Some people had a difficult time with their finances before gas was at $4 per gallon and utility rates jumped an additional $20 per month. This program breaks the economic stranglehold as it helps people pay their bills and end what could end in tremendous personal and financial loss. Some families or individuals entering the program are living in poverty, or are among the working poor, and with a slumping national economy, it's only getting worse.
MIGHT doesn't offer a hand out, it offers a hand up. "Sometimes help is monetary, but the best help you can give a person is to encourage them, and show them, and teach them and keep telling them, 'You're going to get through this. It's going to be ok,'" says MIGHT Founder and Director Bernita Taylor. The center is a faith-based, not-for-profit organization affiliated with the United Way of Lawton-Fort Sill. During the program, each client sets goals to be completed within 90-days. These goals are to help direct the client to get back on their own two feet.

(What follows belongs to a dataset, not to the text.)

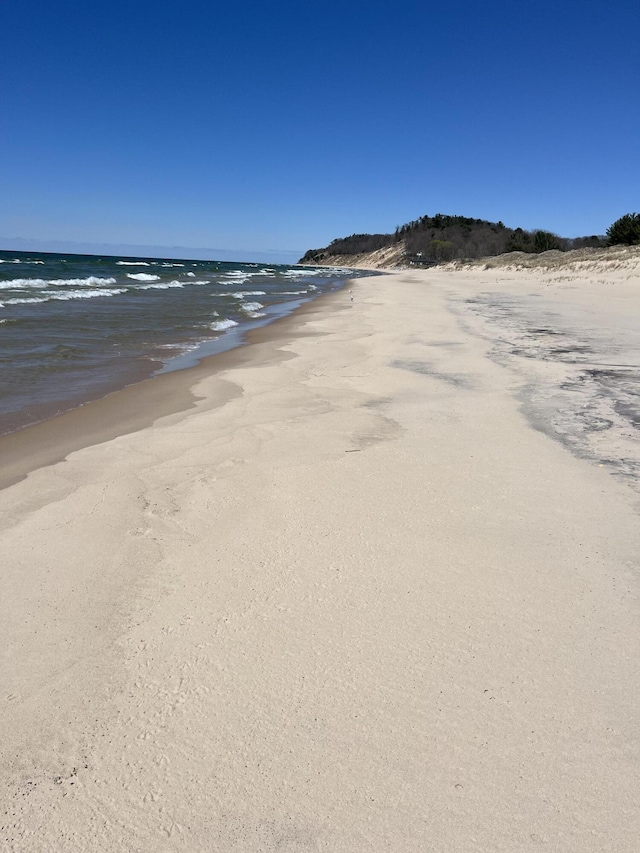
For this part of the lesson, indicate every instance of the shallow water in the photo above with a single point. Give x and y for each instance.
(75, 327)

Taylor began the program five years ago after having been in extremely difficult situations in her life. "I've been homeless. I've not known how I was going to take care of my children," she says. "I've put all the blankets on the bed and told the kids we're going camping and that's why it's cold in the house." She says she never wants another parent to have to go through what she has.
MIGHT does not receive federal funding or grants. It operates on generous donations. Taylor works a second full-time job - never taking a cut of her own paycheck for herself - to pay her employees. "Those faces that I see that say, 'If it wasn't for you I would have given up,' keeps me going," she says. "Because it's not, again, glamour, or 'Oh, you know, I got to help somebody.' It's getting down deep and dirty, and saying 'ok, keep above ground, we can do this, if you just keep going,' and working day in a day out with people in need, and trying to keep the hope alive."